Today, ops leaders have far more complex environments. Not too long ago, a traditional stack would have maybe 150 metrics: 100 metrics for the operating system and 50 from the application. Today, that number can be well above 10,000 metrics. A 100-container cluster with two underlying hosts easily has 200 metrics from the operating system, 50 from the orchestrator, 5,000 from the containers and 5,000 more from the applications. When there’s a performance problem you can be sure that many metrics will change and send alerts to the operations team. That’s overwhelming, and we end up in the war room again.
Fortunately, we have far better tools today – and we need them. But the cascade of monitoring tools adds another level of complexity for the ops team when figuring out the root cause. Any big operations center will have literally millions of alerts to sort through. And the war room is no longer an effective, scalable solution. Across enterprises, time-to-detect and time-to-resolve scores are getting worse. And the impact of pulling staff away from strategic IT planning is often not measured at all.

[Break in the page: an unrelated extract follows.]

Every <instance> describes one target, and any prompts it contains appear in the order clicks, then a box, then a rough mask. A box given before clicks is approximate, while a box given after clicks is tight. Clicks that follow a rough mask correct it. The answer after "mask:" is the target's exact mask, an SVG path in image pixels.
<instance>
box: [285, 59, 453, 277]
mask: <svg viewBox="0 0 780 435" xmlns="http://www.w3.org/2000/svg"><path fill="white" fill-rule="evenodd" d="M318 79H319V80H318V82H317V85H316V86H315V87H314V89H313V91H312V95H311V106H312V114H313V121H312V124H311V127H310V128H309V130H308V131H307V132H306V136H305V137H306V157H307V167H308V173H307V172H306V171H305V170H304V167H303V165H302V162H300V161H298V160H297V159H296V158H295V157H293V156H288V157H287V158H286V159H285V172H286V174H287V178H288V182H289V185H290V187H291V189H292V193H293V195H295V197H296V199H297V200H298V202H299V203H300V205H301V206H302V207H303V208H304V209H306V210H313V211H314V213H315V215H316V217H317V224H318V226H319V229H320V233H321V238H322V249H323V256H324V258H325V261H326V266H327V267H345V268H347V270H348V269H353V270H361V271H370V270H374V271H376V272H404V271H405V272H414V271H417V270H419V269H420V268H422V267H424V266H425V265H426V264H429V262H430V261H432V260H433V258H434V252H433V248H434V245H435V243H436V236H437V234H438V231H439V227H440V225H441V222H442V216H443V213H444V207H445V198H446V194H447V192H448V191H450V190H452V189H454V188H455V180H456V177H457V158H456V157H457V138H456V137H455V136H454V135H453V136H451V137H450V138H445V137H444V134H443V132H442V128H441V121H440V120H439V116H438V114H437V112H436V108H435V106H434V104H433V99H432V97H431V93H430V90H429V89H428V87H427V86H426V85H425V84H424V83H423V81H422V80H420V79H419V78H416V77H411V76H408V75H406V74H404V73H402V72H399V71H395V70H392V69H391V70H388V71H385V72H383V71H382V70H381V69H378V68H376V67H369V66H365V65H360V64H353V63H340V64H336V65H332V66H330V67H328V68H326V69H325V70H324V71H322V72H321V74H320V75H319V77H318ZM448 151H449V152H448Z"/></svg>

We’ve been thinking deeply about Artificial Intelligence Operations (AIOps) as the way to better manage operations. It shows so much promise for modern data centers and agile businesses. We already have core capabilities in our recently announced AIOps software portfolio. We’re aggressively pursuing more development in machine learning and the integration of our IT and OT experience to extend our AIOps capabilities. AIOps is absolutely the future and we are building it today.
No longer does the operations team have to start with the problem and look backward for the cause and solution. In a modern data center, ops teams have predictive analytics that know your previous incidents and examine your current data path to identify potential critical issues. That’s before those issues bring your data center to a halt and your staff to a war room. And if a critical event does happen, instead of a thousand alerts, you’ll get a specific recommendation of what should be done to fix it. Promptly.
But AIOps software is far more useful than that. In addition to accelerating fixes, AIOps help you plan equipment purchases and prevent performance dips. But even that’s not the end goal. Our plans are to one day take the modern data center into autonomous operations. The people in your data center operations are far too valuable to sit in problem-resolution meetings. With the digital transformation that is sweeping the world’s businesses, IT must be more engaged with the business and help drive the innovation that makes the difference between success and irrelevance. Because it takes over many tactical tasks, AIOps is becoming a real contributor to IT strategy and business growth.
I’m glad that we are finally able to bring the IT operations infrastructure to the point where managers can ask of their staff, “Come to me bearing solutions, not problems.”